Solana failed to break through a key moving average on Tuesday, with the price stalling at $85.35 — a level that has now become a technical ceiling. The rejection comes as 72% of open positions on the network are long, a lopsided setup that traders say leaves the market vulnerable to a sharp correction.
Why the $85.35 Level Stopped the Rally
The $85.35 mark is a moving average that has acted as both support and resistance in recent weeks. For Solana to continue its climb, bulls needed to push the price decisively above that line. Instead, sellers stepped in as soon as price touched it, forcing a reversal. Technical analysts often describe such a rejection as a sign that momentum is fading — at least for now. The failure to hold above the average suggests the path of least resistance is lower in the short term.

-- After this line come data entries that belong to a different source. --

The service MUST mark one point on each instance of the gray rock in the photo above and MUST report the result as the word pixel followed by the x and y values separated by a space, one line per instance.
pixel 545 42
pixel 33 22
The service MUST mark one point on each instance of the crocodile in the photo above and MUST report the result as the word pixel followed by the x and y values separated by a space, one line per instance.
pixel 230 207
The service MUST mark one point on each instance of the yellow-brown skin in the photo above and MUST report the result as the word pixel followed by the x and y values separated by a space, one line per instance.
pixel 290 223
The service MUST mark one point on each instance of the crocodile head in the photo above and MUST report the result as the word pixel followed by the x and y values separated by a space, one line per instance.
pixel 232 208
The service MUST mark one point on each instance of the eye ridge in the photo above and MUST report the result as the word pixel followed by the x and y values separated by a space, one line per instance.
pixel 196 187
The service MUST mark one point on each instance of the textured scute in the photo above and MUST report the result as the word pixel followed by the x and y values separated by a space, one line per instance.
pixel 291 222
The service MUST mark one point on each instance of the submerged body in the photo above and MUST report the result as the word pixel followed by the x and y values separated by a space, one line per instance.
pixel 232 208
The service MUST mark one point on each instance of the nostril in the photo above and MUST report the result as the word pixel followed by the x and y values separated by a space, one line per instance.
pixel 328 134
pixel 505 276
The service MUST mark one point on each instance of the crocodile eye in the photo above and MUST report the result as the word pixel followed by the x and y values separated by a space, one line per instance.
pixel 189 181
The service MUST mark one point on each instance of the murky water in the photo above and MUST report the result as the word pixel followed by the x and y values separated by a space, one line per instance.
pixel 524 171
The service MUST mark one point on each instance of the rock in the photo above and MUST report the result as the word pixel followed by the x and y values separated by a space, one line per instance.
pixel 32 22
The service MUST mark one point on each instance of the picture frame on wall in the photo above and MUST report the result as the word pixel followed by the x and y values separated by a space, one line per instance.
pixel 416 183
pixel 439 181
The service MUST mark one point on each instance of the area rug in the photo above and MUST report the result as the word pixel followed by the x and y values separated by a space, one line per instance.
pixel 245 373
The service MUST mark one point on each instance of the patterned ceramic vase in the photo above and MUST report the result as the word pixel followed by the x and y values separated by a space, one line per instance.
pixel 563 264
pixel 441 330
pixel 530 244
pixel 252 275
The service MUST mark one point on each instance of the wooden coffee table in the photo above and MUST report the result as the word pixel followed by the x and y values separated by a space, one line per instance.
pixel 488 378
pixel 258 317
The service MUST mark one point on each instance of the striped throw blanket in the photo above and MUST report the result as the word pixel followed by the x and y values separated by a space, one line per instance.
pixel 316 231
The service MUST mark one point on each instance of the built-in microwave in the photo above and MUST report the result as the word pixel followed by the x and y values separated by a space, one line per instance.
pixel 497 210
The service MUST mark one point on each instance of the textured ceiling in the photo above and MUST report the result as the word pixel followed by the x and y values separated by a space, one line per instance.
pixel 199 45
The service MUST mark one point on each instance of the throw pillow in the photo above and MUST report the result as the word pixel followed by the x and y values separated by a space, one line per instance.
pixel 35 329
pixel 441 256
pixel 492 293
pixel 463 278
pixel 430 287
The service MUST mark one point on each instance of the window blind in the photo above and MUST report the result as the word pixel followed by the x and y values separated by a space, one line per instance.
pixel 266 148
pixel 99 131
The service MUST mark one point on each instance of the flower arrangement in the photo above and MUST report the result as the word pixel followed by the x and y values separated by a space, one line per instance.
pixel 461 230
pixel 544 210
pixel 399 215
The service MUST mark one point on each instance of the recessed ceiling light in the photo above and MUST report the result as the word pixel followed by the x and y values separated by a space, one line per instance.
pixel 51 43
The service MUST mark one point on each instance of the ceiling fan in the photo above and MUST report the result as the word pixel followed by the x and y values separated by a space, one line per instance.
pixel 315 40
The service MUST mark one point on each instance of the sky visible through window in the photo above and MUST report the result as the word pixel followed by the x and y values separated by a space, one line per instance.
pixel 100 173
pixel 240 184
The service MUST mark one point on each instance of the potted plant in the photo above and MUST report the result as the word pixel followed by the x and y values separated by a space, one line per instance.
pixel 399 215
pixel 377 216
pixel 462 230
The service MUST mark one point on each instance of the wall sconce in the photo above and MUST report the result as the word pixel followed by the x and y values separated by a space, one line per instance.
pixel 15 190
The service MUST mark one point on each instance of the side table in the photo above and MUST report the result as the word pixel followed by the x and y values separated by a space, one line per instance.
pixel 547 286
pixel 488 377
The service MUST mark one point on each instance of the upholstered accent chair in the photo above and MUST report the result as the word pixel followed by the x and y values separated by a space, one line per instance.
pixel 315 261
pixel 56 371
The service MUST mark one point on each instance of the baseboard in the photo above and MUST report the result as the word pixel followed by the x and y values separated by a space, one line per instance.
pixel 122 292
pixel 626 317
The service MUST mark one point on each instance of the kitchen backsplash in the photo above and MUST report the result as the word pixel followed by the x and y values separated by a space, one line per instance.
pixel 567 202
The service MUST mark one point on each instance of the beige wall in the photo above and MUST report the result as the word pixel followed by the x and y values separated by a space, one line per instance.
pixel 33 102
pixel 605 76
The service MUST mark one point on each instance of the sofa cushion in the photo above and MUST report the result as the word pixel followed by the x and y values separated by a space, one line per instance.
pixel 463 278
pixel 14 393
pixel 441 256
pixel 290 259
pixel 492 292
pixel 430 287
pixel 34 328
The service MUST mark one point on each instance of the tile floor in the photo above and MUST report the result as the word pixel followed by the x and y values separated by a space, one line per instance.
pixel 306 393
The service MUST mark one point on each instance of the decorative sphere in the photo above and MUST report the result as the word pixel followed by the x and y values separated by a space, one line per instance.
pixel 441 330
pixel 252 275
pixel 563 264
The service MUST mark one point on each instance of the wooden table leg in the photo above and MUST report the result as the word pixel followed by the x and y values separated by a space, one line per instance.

The Danger of Crowded Long Bets
When 72% of traders are betting on higher prices, the market gets top-heavy. That level of bullish positioning means there's a lot of leverage on one side of the trade. If the price dips even slightly, those leveraged positions get squeezed, accelerating the decline. The data points to a classic overleveraged long scenario: a small move down can trigger cascading liquidations. Traders are watching the $75 support zone closely — that's the next stop if selling pressure intensifies.
What's Expected After the Drop
Despite the current bearish tone, the outlook isn't entirely gloomy. Analysts anticipate a relief rally back toward $90 once the price finds support near $75. That bounce would likely come after the overleveraged longs are flushed out and the market resets. But whether that rally holds or fizzles again depends on whether new buyers step in at those lower levels. For now, the immediate question is whether $75 will act as a floor — or just another stop on the way down.